Students will celebrate Pi day on Monday with a series of activities to commemorate the mathematical novelty that is Pi.
The fun equation begins at 10:45 a.m. with a contest to see who can recite the most digits of Pi, which is an irrational number with an endless amount of digits that being with 3.14. Math teachers Jason Irwin and Michelle Sweeny said the Guinness record for the number of Pi digits recited from memory is 67,890.
Students will also conduct a pie tasting contest, bringing in their own creations for fellow students to sample.
Other activities will include a "Nerd-Out Costume Contest" - who can dress the most like a nerd - followed by a nerd parade, as well as Piku writing contest - who has the best original poem about Pi.
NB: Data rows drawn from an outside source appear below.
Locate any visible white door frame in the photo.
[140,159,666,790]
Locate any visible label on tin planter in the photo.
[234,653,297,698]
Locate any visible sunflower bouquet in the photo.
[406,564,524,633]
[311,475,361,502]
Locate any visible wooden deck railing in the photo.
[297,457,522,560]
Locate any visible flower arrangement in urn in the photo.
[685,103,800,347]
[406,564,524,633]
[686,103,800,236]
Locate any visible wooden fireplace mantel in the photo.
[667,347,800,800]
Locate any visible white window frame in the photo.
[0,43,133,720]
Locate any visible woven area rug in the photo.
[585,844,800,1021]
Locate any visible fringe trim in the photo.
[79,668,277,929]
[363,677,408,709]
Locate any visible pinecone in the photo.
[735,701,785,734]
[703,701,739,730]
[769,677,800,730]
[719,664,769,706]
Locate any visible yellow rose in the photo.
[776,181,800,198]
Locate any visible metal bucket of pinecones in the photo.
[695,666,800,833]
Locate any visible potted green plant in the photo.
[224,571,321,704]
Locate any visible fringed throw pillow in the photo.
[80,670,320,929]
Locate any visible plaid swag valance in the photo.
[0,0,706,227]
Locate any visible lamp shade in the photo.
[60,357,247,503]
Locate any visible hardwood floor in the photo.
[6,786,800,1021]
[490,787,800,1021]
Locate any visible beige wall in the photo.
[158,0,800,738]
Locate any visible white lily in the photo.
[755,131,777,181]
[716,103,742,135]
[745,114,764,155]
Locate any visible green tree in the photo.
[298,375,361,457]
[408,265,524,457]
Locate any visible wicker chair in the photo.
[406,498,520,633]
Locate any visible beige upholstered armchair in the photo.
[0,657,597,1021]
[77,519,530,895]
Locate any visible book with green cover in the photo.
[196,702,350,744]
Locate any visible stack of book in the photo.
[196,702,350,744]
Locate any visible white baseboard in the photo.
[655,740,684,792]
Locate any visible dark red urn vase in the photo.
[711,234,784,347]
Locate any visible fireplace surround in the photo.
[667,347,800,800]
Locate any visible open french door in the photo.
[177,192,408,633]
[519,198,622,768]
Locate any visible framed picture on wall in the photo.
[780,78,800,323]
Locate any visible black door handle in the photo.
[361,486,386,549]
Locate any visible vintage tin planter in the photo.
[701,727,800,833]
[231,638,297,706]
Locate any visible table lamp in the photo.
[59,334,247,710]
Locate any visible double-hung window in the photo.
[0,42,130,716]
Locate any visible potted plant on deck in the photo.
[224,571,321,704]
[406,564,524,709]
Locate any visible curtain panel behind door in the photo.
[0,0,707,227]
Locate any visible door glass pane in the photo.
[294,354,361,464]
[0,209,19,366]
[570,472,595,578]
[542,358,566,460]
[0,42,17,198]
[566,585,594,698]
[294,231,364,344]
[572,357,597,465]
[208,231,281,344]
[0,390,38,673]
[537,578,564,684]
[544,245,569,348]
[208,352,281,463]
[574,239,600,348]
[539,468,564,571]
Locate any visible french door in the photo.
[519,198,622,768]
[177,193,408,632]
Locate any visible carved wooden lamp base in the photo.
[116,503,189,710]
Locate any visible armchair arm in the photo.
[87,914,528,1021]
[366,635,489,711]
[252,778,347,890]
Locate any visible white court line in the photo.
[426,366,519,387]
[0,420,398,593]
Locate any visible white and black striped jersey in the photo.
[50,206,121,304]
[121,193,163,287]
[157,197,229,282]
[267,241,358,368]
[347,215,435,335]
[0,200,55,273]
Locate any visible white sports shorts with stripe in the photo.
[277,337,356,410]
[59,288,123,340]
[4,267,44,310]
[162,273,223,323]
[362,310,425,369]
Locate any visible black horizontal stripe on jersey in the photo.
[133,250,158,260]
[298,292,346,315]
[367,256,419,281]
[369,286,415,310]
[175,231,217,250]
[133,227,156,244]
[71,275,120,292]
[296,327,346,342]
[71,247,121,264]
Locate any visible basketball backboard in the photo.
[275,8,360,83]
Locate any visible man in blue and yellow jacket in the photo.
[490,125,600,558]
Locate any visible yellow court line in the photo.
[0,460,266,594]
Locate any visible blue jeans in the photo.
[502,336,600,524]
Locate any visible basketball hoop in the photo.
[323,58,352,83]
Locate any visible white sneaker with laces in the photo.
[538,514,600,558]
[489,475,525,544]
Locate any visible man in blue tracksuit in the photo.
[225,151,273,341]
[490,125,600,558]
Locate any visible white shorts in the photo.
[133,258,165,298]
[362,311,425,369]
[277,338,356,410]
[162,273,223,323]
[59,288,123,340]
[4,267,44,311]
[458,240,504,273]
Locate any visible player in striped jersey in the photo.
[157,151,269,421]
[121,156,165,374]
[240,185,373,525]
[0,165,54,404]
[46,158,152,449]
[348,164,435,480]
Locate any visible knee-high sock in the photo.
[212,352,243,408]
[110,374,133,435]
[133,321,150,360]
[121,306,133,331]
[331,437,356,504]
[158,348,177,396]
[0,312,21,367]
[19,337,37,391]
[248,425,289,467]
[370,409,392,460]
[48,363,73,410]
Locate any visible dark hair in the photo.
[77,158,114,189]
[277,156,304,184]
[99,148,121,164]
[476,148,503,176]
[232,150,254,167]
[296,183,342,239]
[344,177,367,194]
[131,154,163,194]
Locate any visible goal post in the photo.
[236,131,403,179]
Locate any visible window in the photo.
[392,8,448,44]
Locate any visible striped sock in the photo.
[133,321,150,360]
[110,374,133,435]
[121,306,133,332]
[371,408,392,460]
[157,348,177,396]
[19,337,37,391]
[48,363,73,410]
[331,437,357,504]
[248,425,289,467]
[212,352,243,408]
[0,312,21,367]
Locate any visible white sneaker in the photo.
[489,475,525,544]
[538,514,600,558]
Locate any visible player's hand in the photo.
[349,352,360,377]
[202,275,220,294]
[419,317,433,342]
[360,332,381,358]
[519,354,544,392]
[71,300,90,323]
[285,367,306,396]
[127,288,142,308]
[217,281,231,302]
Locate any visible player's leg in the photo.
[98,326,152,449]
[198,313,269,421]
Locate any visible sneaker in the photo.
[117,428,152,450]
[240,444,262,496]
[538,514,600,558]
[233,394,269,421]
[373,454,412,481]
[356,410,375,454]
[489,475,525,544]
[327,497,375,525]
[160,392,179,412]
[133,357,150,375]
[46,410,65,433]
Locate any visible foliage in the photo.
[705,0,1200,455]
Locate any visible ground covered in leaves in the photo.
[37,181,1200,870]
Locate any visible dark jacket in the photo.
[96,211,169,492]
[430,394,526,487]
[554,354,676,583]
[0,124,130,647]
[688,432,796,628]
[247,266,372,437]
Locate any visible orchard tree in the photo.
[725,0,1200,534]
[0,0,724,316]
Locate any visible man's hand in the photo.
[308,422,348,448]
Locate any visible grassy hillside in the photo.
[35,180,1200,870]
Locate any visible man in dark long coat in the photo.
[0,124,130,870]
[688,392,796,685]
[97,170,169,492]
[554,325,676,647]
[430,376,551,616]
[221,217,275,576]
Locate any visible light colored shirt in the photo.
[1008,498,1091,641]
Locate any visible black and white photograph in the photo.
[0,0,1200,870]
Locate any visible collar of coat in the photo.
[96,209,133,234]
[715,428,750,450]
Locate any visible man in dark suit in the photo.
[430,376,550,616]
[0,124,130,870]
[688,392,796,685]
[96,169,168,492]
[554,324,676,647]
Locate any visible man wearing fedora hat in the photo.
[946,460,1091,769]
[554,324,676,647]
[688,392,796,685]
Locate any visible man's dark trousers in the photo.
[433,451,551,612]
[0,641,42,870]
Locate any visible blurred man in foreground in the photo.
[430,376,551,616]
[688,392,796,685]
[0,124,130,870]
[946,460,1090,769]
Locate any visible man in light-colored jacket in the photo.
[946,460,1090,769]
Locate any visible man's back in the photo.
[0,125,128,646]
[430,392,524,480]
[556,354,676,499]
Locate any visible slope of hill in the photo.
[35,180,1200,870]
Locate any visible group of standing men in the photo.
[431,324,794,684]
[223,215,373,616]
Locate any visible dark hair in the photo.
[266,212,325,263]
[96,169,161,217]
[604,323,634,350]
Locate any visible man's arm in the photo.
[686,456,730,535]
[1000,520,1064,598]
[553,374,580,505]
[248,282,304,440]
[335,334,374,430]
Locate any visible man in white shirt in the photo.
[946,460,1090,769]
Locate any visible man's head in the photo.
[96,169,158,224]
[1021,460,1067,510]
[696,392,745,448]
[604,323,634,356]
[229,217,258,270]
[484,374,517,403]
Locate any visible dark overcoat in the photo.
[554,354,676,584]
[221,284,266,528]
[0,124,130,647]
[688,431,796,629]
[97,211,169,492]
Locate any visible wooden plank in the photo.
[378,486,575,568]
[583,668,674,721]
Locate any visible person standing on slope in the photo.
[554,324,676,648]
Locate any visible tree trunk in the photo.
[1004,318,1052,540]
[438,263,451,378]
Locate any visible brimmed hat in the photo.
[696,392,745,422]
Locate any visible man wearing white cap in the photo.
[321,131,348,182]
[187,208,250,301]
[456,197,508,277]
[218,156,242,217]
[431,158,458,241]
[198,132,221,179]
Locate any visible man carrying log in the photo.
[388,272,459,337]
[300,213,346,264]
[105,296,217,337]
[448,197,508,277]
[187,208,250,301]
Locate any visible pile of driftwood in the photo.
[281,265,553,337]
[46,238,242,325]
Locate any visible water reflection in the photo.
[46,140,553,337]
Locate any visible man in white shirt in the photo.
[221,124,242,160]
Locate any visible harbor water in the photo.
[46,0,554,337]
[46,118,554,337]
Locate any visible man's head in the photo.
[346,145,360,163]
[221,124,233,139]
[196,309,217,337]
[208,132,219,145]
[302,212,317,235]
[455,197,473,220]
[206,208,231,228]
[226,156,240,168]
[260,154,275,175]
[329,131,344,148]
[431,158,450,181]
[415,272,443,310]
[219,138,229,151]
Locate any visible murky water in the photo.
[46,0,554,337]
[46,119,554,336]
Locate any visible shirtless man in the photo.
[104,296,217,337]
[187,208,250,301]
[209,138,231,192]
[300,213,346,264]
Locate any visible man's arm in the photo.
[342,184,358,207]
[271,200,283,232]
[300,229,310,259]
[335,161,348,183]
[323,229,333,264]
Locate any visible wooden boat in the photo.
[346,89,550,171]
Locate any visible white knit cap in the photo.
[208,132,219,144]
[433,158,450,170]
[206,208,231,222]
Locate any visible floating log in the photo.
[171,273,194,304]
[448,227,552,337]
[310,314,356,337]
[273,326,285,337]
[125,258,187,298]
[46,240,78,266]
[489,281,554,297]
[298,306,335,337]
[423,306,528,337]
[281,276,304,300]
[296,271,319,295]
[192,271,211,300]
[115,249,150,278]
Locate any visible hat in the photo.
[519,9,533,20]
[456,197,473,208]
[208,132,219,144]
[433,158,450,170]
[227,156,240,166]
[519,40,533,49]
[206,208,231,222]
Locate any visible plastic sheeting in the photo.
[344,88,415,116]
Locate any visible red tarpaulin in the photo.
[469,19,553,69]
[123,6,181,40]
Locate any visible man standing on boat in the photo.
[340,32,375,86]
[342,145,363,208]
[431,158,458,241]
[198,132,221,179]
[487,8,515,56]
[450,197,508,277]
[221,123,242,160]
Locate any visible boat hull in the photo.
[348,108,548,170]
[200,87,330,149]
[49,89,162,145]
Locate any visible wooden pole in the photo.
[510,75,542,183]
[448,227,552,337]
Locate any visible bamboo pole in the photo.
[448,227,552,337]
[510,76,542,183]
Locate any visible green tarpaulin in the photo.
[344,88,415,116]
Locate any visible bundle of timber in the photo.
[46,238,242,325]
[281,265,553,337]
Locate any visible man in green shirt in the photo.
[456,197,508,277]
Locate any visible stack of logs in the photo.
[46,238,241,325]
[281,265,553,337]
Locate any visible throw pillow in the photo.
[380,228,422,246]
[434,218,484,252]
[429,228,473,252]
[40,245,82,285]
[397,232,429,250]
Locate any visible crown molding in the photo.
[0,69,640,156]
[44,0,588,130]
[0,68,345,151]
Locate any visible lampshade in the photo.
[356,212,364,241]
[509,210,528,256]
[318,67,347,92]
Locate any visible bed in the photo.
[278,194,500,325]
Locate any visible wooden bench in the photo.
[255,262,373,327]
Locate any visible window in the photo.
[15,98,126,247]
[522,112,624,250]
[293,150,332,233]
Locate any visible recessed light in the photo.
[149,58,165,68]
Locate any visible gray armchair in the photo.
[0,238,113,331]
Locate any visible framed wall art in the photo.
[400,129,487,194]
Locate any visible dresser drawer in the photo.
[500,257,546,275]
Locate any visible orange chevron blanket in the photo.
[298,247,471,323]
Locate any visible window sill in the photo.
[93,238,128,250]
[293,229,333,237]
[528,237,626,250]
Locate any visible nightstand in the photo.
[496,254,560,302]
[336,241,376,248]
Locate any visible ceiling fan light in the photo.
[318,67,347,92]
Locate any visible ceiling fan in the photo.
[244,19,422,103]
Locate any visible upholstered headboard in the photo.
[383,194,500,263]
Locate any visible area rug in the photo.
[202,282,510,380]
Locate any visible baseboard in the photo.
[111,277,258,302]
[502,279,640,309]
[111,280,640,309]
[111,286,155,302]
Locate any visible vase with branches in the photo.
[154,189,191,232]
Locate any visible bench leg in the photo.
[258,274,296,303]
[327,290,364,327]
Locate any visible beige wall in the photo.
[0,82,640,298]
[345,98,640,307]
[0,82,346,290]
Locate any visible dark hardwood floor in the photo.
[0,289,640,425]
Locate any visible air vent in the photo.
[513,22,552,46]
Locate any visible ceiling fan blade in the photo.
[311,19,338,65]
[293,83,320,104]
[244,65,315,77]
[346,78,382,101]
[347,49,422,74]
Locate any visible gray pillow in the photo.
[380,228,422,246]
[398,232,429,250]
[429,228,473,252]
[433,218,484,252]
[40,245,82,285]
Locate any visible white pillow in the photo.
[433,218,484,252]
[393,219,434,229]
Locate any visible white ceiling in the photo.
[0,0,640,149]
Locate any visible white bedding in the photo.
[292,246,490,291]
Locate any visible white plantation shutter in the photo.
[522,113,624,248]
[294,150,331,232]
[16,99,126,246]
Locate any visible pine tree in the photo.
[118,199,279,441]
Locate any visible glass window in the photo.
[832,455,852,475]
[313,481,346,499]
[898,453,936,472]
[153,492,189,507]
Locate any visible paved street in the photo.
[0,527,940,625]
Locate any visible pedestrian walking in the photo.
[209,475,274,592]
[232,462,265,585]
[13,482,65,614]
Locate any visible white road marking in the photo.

Pi is defined by Godling's Glossary as a number, represented by said Greek letter, that expresses the ratio of the circumference of a perfect circle to its diameter. The value of Pi has been calculated to many millions of decimal places, to no readily apparent purpose: no perfect circles or spheres exist in nature, since matter is composed of atoms and therefore lumpy, not smooth. Nature herself sometimes takes to rounding off the more extreme decimals of numbers when they get sufficiently small. However, the continued extension of Pi provides a harmless exercise of computer power which would otherwise be misused playing Quake or surfing pointless web sites.